Verdutzt sah ihn Marie bei diesen Worten an, doch Lucius fixierte bereits seine Hände und ließ sie schweigend abkassieren.
***
Der restliche Tag verging schleppend langsam und als es allmählich zu dämmern begann, machte sich Lucius auf den Weg zu seinem ursprünglichen Schlafplatz. Diesen hatte er erst gestern für sich entdeckt und da er sehr gut gelegen war, und obendrein nur wenige Passanten sich in diese Gegend begaben, wollte er ihn auf keinen Fall wieder aufgeben. Seine Bemühung nicht in einem Stadtteil zu sein, wo zu viele von seinesgleichen sein könnten, war wichtig für ihn, denn trotz seiner Einsicht gegenüber seiner Fehler, war er nicht sonderlich erpicht darauf, womöglich noch jemanden zu begegnen den er aus seinem früheren Leben kannte. Das Treffen mit Hermine Granger war bereits aufreibend genug für ihn gewesen und auf ein weiteres konnte er sehr gut verzichten!
Was Lucius bei all dem jedoch nicht bedacht hatte, war das die Chance auf ein erneutes Treffen mit Hermine Granger hoch war, da diese heute morgen bereits diesen Weg genommen hatte. Und so kam es wie es kommen musste. Gerade als er ein Stück seines Brötchens in die Dose seiner kalte Linsensuppe eintauchte, stoppte jemand vor ihm. Lucius, der dies nicht selten erlebte, ignorierte die Person und schob sich das Stück Brötchen in den Mund. Den Blick der Person auf sich spürend, kaute er und fixierte dabei den Boden. Wie sehr hasste er es von Passanten angestarrt zu werden!
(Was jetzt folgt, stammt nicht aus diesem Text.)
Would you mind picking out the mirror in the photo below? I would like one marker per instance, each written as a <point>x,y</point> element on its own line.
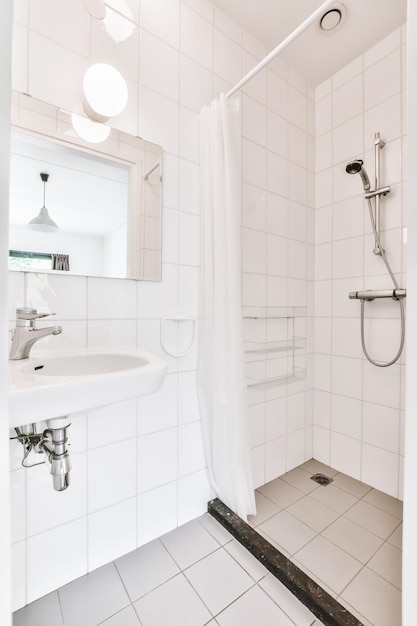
<point>105,198</point>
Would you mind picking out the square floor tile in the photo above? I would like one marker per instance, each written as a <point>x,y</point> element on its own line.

„Wenn Sie mir nichts hinterlassen wollen, würde ich Ihnen raten zu gehen!", fauchte er, sah jedoch immer noch nicht nach oben. Der Ekel oder das Entsetzen, welches sich jedes Mal in den Gesichtern der vorbeigehenden manifestierte, wenn diese ihn ansahen, verpasste ihm jedes Mal einen Schlag in die Magengrube, auf den gut verzichten konnte.
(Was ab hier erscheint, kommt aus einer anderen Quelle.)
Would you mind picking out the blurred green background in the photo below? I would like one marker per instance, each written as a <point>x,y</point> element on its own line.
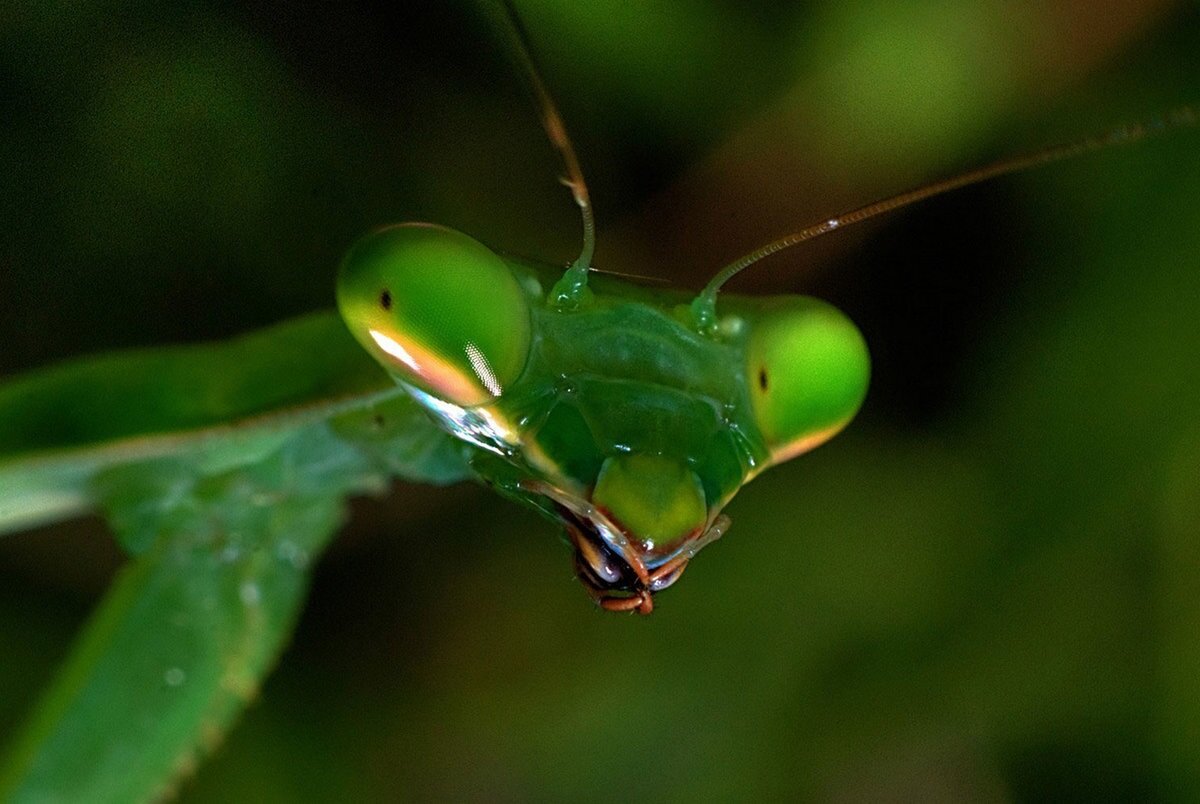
<point>987,589</point>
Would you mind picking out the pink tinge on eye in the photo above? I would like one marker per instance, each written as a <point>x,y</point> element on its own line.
<point>438,375</point>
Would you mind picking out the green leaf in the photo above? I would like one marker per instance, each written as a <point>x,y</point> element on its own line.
<point>184,639</point>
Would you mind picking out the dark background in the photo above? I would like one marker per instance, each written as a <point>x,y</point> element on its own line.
<point>989,588</point>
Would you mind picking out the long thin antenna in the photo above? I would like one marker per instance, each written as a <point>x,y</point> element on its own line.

Noch immer rührte sich die Person nicht und Lucius hob den Blick etwas, um die Schuhe zu mustern. Allem Anschein nach musste es eine Frau sein, denn er konnte Pumps und eine seidenschwarze Strumpfhose erkennen, welche in der Mitte ihrer Unterschenkel von einem weißen Rock verdeckt wurde.
„Bitte, Madam, gehen Sie", fügte er bemüht freundlich hinzu, darauf wartend, dass sich die Frau endlich von ihm entfernen würde. Doch noch immer bewegten sich die Beine nicht fort, im Gegenteil, die Füße knickten in der Mitte zusammen und die Knie der Frau berührten trotz ihres schneeweißen Kleidungsstücks den Boden vor ihm. Verdutzt sah Lucius auf und bereute diese Entscheidung augenblicklich.
Er sah geradewegs in die rehbraunen Augen von Hermine Granger.